APCo estimates that the increase would raise the monthly bill of a residential customer using 1,000 kWh by $11.52. The SCC will hold an evidentiary hearing on the application on April 26.

  • Parties file direct testimony regarding Dominion’s proposed rate adjustment clause for RGGI costs – Case No. PUR-2020-00169

On November 9, Dominion filed a petition to establish a new rate adjustment clause to recover the costs associated with participation in the Regional Greenhouse Gas Initiative (“RGGI”). Pursuant to 2020 legislation, Virginia is now a full member of RGGI. RGGI imposes a cap on carbon emissions from generating facilities in Virginia. The initial cap of 27.1 million tons of carbon emissions declines to 19.6 million by 2030. RGGI requires power plant owners to purchase and hold “allowances” for each ton of carbon emitted. Virginia law allows Dominion and Appalachian Power to recover costs associated with participating in RGGI through new rate adjustment clauses. Dominion estimates that it will need to spend approximately $168 million to purchase allowances from the RGGI auction in 2021. Dominion’s proposed RGGI RAC would increase the monthly bill for a residential customer using 1,000 kilowatt-hours by $2.39.

On March 2, two parties – Appalachian Voices and the Attorney General’s Office – filed expert witness testimony regarding the proposal.

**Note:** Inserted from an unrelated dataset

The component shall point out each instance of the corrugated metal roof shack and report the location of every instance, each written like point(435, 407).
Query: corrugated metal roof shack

The expert witness for Appalachian Voices claims that Dominion’s RGGI allowance procurement strategy is flawed, which could result in Dominion significantly over-procuring RGGI allowances. Dominion proposes to apply its general rate of return of 9.2% to any excess allowances that are not needed for a particular year. The Attorney General’s witness opposed Dominion’s request to recover approximately $4.6 million in financing costs (or “carrying costs”) associated with the RGGI allowances. The Attorney General’s witness noted that Dominion should not recover any carrying costs because the rider mechanism is trued up on an annual basis, thereby ensuring that Dominion fully recovers its costs on a timely basis. An evidentiary hearing on the application will be held on April 28, 2021.